Honda sees the situation differently.  Despite being one of the largest manufacturers of automobiles in the world, Honda uses the least robotic automation of all the major automobile manufacturers (excluding artisan brands such as Rolls Royce and Morgan).  Honda has continually prioritized repeatability in manufacturing techniques and commonality of parts over the automation of the actual manufacturing task itself.  This contradicts the conventional wisdom for almost all manufacturing, especially six sigma and lean manufacturing methods.  And yet, Honda is able to compete successfully against the traditional manufacturers...how is this so?  


Honda's method focuses on innovating and architecting how individual steps are implemented rather than focusing on the end to end process.  Using this method of "structured engineering", Honda can produce multiple cars on the same line, in the same day.  This gives Honda an unparalleled ability to adapt to micro market trends and demand while still ensuring that quality is high and defects are minimized.  In short, make the method of installing a specific part common across many cars across the line and the training for an individual to do that process is minimized.  ...yes, I said individual...as in factory worker...not a robot.  Because humans still do most of the manufacturing and assembly, Honda can outmaneuver their competition during market shifts.  


It gets better.  Honda embraces ...and expects... every employee to identify issues and to look at ways to improve/simplify the process...just like Toyota...but Honda takes that beyond the micro focus of the task to the overall process.   By trusting their employees, Honda brings an important concept to bear, Sangen Shugi.


Besides sounding like characters from an Anime cartoon, Sangen Shugi is the concept of "going to the spot" of the issue, using the people who do the function as your guide.  Literally translated, San-Gen-Shugi means the "principle of three realities."   This ensures that the context of the issue is kept grounded in reality.   Once understood, Sangen Shugi brings focus to the point of innovation rapidly, using three realities:


  • Gen-ba means, "Real Place”:  Go to the shop floor to understand the reality. 
  • Gen-butsu means, "Real Part":  Look at the real part or the real services provided and analyze it while focusing on the facts.
  • Gen-jitsu means, "Real Facts":  Present conclusions using real data for a better understanding of what is actually happening in the field.


(Thanks to Alejandro Sibaja, Six Sigma Black Belt for this description

Note: For those of you wondering if this is related to Gemba... In Japanese, "Genba" sounds like "Gemba", and is frequently written this way in English.  The two concepts are the same.

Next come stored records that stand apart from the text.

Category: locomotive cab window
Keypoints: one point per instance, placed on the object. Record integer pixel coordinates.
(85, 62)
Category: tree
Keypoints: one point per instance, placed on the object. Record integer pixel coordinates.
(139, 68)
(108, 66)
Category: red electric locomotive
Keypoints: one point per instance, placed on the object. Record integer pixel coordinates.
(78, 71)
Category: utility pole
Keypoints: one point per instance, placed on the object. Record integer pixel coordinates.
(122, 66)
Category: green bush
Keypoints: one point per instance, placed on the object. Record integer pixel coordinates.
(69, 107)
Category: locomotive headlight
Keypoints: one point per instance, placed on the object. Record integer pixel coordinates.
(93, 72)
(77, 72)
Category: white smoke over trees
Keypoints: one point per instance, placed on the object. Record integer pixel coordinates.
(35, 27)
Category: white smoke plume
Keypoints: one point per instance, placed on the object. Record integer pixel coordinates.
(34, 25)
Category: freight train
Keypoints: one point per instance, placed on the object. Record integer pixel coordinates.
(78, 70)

In Honda culture, when an issue is identified, all parties collaborate to solution short term and long term solutions, using people who actually do the work, a unique approach in auto manufacturing.  Traditionally at other companies, architects and designers do not work side by side with hands on engineers.   This has the potential to create a whole new set of problems organizationally.  For Sangen Shugi, true experimentation and risk must be fostered and embraced.  At Honda, "No One will blame you for making a mistake if you tried something new;  in fact you may be promoted for that." said Chuck Ernst, Foreman of Honda's factory in Lincoln, Al.  And the opposite is true too... "However, you could fall out of favor if you're afraid to stray from what worked before - no matter how well it worked."


And that is the organizational point of Sangen Shugi for IT.  Traditionally, IT was built around formal enterprise architectures where risk and true innovation has been discouraged.  Traditional IT has followed many of the top down concepts built similar to Toyota.  A truly successful cloud program, built using a Cloud Center of Excellence, needs the latitude to experiment and innovate with the ability to fail and pivot.   For an organization to embrace agile, it is not just fail fast... It is understand the issue, solution the problem and enable your people to pivot. 


So which Organization are you more like today and which do you want to be? Toyota or Honda?